“Lieferheld hat sich durch die Straftaten einen Vorteil verschafft” – Rechtsanwalt Thomas Brandes im Interview
Ende des vergangenen Jahres berichteten wir exklusiv über die Strafbefehle gegen das Führungsteam des Lieferdienstvermittlers Lieferheld (www.lieferheld.de) – siehe „Lieferheld ganz unheldenhaft: Strafbefehl gegen Führungsteam erlassen“. Der Artikel und die Strabefehle schlugen hohe Wellen in der deutschen Internet- und Gründerszene. Im Interview mit deutsche-startups.de spricht Rechtsanwalt Dr. Thomas Brandes, der die pizza.de GmbH in der Auseinandersetzung mit Lieferheld vertrat, über Strafbefehle, Urheberrecht und Wettbewerbsvorsprünge.
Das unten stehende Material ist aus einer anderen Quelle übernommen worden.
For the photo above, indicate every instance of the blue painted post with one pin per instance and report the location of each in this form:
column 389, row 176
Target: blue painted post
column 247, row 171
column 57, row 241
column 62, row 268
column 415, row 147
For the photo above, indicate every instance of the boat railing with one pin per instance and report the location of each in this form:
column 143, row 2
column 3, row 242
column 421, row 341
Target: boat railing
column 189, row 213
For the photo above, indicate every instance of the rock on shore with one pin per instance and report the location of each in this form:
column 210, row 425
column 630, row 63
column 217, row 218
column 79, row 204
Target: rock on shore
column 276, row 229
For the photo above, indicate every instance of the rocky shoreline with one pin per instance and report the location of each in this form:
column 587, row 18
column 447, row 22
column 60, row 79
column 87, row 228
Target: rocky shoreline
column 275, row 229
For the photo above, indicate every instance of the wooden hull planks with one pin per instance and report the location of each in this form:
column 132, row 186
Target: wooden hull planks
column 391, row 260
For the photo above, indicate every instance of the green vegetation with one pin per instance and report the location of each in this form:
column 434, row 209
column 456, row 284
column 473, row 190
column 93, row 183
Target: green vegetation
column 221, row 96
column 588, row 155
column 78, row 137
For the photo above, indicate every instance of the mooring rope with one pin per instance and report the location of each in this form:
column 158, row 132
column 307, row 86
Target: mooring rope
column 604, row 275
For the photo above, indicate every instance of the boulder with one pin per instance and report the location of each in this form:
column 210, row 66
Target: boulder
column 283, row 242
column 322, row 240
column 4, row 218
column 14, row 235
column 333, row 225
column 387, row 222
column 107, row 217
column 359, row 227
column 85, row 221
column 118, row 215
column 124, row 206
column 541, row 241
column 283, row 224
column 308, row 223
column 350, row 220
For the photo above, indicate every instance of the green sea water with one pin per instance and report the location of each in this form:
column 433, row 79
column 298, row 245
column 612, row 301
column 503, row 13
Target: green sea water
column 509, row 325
Zunächst einmal zu Ihrer Rolle: Sie haben pizza.de im konkreten Fall gegen Lieferheld vertreten?
Unser Büro berät pizza.de ständig. In dem konkreten Fall haben wir pizza.de in dem strafrechtlichen Ermittlungsverfahren als Geschädigten vertreten.
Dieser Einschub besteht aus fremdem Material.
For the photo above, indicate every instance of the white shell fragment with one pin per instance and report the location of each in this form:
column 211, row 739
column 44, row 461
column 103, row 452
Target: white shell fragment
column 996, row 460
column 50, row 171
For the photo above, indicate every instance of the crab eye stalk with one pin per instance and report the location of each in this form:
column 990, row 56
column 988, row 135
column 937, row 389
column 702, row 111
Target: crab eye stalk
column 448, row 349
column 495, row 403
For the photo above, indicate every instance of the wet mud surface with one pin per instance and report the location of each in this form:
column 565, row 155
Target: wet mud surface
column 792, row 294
Wie nahm dieser Fall seinen Lauf?
pizza.de war Ende 2010 aufgefallen, dass Lieferheld innerhalb weniger Wochen eine Vielzahl von Speisekarten auf ihrem Lieferserviceportal lieferheld.de anbot. Das war für pizza.de überraschend, denn aus eigener Erfahrung wusste pizza.de, dass der Aufbau eines Angebotes von circa 5.000 Lieferdiensten bei ihr über zwei Jahre gedauert hatte. Es musste zunächst der Vertrieb aufgebaut werden. Eine In house-Abteilung musste potenzielle Kunden und deren Adressdaten ermitteln, Routen für die Vertriebsmitarbeiter festlegen und übermitteln. Zu Vertragsabschlüssen kommt es regelmäßig erst nach mehreren Treffen. Pizza.de hat ermittelt, dass im Durchschnitt acht Besuche pro Lieferdienst bis zum Vertragsschluss erforderlich waren. Bei circa 5.000 Lieferdiensten ergibt dies rund 40.000 Besuche Die Online-Shops mussten eingerichtet und die Daten der Lieferdienste erfasst werden. Lieferheld wollte das alles in drei Monaten geschafft haben.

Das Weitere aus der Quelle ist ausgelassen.